Статья поступила 30.06.2020
Александр Люсый — известный исследователь в области гуманитарных наук, филолог, культуролог, литературный критик, философ, автор девяти книг, сотен статей и рецензий, член Союза российских писателей [5], Международной федерации журналистов, лауреат нескольких литературных конкурсов и премий [4, с. 210]. В должности профессора А.П. Люсый преподает в Институте кино и телевидения (ГИТР), и его новая книга «Русская литература как система локальных текстов» [3] представлена как учебное пособие для студентов, аспирантов и преподавателей гуманитарных факультетов. Однако для читателей его книги будет очевидно, что прикладной функционал не снижает высокого теоретического уровня книги, а как бы подчеркивает доступность изложения и востребованность в современной науке. Эта востребованность обусловлена тем, что книга А.П. Люсого посвящена анализу «культурных текстов» в постсемиотической перспективе, которую сам автор называет «посттопоровская перспектива», как бы подчеркивая, что исходной точкой его исследования является концепция русского и советского теоретика В.Н. Топорова, одного из основателей московско-тартуской семиотической школы, создателя концепта «петербургский текст» [6].

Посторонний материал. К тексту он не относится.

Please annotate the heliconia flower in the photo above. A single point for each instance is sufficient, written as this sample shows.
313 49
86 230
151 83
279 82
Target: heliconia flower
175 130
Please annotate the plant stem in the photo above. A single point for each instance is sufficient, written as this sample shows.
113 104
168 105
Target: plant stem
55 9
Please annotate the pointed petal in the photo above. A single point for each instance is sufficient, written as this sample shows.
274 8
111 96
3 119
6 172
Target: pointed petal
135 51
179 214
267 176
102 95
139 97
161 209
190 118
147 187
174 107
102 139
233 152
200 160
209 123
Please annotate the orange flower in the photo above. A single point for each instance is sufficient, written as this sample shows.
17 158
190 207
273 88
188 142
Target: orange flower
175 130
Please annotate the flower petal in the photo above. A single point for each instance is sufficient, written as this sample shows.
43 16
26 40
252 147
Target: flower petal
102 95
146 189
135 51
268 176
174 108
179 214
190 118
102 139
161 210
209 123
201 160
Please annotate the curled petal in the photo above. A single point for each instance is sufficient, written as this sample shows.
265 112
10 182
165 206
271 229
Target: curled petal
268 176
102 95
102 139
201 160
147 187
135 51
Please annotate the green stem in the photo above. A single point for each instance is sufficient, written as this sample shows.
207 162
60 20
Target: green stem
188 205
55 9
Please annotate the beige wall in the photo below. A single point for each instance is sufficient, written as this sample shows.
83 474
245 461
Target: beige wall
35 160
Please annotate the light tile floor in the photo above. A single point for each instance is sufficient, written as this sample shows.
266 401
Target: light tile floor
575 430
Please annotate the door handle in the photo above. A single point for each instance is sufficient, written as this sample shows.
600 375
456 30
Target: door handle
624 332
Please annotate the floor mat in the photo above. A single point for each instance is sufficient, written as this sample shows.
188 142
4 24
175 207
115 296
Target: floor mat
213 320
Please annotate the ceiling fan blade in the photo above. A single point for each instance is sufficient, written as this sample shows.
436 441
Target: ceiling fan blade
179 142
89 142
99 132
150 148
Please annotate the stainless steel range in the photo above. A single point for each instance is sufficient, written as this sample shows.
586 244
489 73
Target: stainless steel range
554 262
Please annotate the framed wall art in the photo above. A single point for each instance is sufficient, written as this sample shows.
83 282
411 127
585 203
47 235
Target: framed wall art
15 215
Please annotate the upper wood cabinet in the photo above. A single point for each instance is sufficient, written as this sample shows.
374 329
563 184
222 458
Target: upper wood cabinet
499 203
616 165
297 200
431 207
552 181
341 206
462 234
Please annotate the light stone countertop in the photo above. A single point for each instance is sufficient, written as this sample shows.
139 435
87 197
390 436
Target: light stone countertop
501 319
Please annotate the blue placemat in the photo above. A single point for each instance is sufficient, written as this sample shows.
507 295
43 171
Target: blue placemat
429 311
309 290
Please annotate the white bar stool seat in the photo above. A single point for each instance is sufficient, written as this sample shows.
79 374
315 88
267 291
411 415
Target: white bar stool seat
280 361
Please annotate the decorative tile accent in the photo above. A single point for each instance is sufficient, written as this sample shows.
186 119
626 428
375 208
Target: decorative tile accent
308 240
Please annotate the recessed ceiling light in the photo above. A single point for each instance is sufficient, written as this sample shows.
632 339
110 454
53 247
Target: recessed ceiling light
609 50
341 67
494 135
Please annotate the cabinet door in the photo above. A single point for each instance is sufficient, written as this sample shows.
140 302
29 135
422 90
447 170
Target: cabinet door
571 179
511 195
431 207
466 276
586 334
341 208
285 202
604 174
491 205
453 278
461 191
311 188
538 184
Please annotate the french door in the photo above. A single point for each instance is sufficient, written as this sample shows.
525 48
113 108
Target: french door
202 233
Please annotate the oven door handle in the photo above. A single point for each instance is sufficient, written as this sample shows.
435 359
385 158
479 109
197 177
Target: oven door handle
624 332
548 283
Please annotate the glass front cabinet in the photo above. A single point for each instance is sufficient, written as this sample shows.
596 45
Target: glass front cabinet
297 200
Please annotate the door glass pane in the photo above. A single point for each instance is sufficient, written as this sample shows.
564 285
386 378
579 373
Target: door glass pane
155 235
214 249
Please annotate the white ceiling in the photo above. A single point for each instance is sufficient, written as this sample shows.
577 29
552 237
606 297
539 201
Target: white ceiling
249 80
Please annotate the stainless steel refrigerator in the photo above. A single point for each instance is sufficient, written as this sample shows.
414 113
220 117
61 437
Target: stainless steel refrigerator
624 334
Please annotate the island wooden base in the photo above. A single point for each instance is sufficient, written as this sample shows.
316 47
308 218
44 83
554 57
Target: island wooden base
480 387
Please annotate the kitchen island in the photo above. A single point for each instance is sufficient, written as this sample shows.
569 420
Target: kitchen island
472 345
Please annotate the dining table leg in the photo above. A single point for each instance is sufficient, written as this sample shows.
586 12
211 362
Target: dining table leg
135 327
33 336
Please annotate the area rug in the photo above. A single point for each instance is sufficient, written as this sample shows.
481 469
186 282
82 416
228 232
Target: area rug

Напомню, что концепт «петербургский текст», сформулированный В. Топоровым, был введен в гуманитарный дискурс как семиотическая модель, целостное «мифопорождающее устройство», которое генерирует экзистенциальные смыслы, символы, знаки и идентичности. Согласно Топорову, ядро «петербургского текста» составляют произведения А.С. Пушкина («Медный всадник», «Пиковая дама»), Н.В. Гоголя («Петербургские повести»), Ф.М. Достоевского («Бедные люди», «Преступление и наказание», «Идиот», «Подросток»), А.А. Блока и др. Из литературных сюжетов я вижу возможным выделить несколько наиболее характерных для «петербургского текста»: апокалиптический мотив города, построенного на границе культуры и цивилизации; миф о Петре, создателе города и империи; мотив богоборчества и тирании власти (пушкинский Евгений в «Медном всаднике»); мотив феникса (смерть и возрождение города); мотив безумия («Записки сумасшедшего» Гоголя); мотив призрачного и «коварного» города («Невский проспект» Гоголя); мотив противопоставления Петербурга и Москвы; мотив петербургской «машинерии» («Нос» Гоголя) и др. Эти мотивы, повторяясь и трансформируясь в разных произведениях, образуют своего рода «сверхтекст» и «миромоделирующее устройство», которое производит новые образы и смыслы «петербургского мифа» как символа империи, как модели глубинного самосознания и культурного самоописания.